In How Much Money Does an Economy Need? Hunter Lewis addresses some of the most fundamental questions of monetary policy in a question-and-answer format. For a subject often clouded by technicalities, the language is refreshingly plain. Sometimes too plain, perhaps, to satisfy an academic economist. But academic economists aren’t the intended audience. The book can be read profitably by interested laymen, including bright high-school students.

Lewis poses excellent questions and gives fairly good answers. His questions include: Should prices in general be stable, fall, or rise? and Should the stock of money grow continuously, never, or sometimes? He conducts a dialog with himself over these questions, first defending a “yes” answer, then a “no,” and then offering additional replies and counter-replies. His sympathies lie with what he describes as “the Austrian, laissez-faire, or free-market point of view,” but he endeavors to represent the alternative Keynesian view fairly.
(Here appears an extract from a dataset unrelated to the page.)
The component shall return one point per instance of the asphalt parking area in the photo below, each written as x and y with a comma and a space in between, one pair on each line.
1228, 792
Lewis is to be applauded for presenting the case for letting prices fall in a growing economy. Unfortunately he appears to have overlooked some of the strongest previous presentations of that case. We must distinguish between a harmless deflation, where technological progress or other sources of improved productivity lower costs and thereby gently draw prices down, and a harmful deflation, where shrinkage in the stock of money or its velocity brings unsold inventories and thereby painfully forces prices down. Lewis recognizes a distinction between gentle and painful, but oddly claims that, in the view of its defenders, “deflation is always good,” even when “quite painful.” Claiming that deflation is always good is absurd because there is no benefit from deliberately creating a deflation by shrinking the money stock. Auric Goldfinger’s plan, in the James Bond story, to nuke the gold in Fort Knox, thereby raising the purchasing power of his own gold, was the plan of a villain not a hero. Just as a central-bank-engineered monetary expansion disrupts the economy and causes misallocation of resources—something Lewis recognizes—so too does a central-bank-engineered monetary contraction.
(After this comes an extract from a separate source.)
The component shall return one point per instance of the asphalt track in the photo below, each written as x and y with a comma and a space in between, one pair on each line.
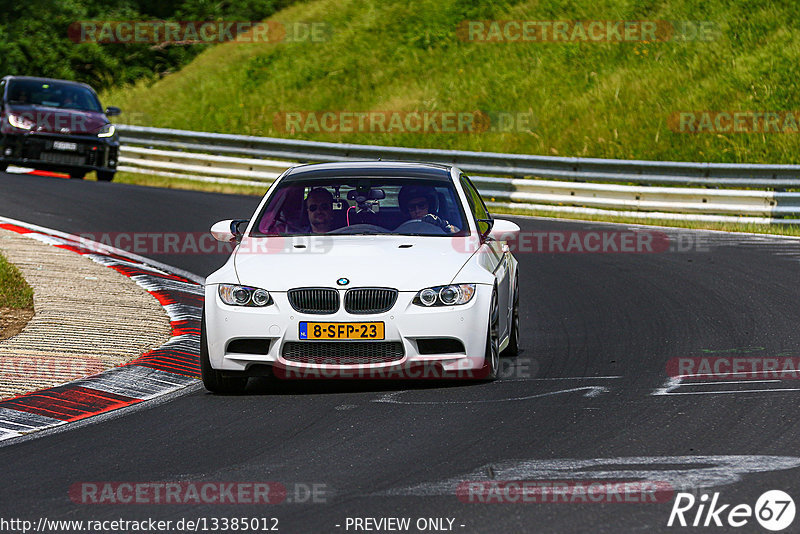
599, 331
To his credit Lewis identifies the error of monetary expansionism: “If you have four apples and a dollar, the dollar may help you price and trade the apples. But adding another dollar will not increase wealth; it will simply raise the price of the apples.” Unfortunately, he fails to identify the corollary error of deliberate contractionism.

In the second half of the book, Lewis discusses what he calls “the problem of banks,” meaning the question of fractional-reserve banking. Here Lewis—following and citing Murray Rothbard’s The Case Against the Fed—offers the view that fractional-reserve banking is prone to runs, “inherently destabilizing” for the broader economy, and should be outlawed as fraudulent. Uncharacteristically, he neglects to consider the other side: the historical studies indicating that free banking with fractional reserves is not run-prone but robust, the theoretical arguments for the efficiency and economically stabilizing character of free banking, and the jurisprudential arguments for the legitimacy of voluntary fractional-reserve arrangements based on freedom of contract.

Defenders of fractional-reserve free banking (the present reviewer included) would reject the claim that, like a central bank, “a fractional reserve bank can also ‘print’ new money” arbitrarily. Any bank in a competitive system issuing gold-redeemable notes and deposits is tightly constrained, unlike a monopoly central bank. Contra Lewis, the money supply in a fractional-reserve free banking system is neither “over elastic” nor “generally expanding.” Lewis might have consulted Mises’s The Theory of Money and Credit and Human Action more closely on these points.

Lewis does a good job of sketching the Austrian theory of the boom-bust cycle resulting from a central bank’s cheap-credit policy. And he sagely notes that when a central banker promises to inflate the economy and bail out financially troubled firms, “then it becomes more rational to speculate, to take excessive risk, and not at all rational to save, to take precautions, to be prudent. In this respect . . . so-called stabilization is actually de-stabilizing.”

The book contains three appendices, respectively concerning the Federal Reserve System and its operations, the gold standard and other international monetary arrangements and institutions, and nonmonetary cycle theories. The appendix on the Fed unfortunately gives an incorrect account of how the money multiplier and open-market operations determine the money stock.

The academic economist-reviewer cannot resist noticing some other errors. For example, no sensible view holds that a period of inflation typically or automatically leads to a period of deflation in a fiat money economy. A determined central bank can issue enough money to keep the price level rising continuously, as almost all have since the fiat era began in earnest in 1971.

Despite its shortcomings, this book is an interesting and useful introduction to the important question posed in its title.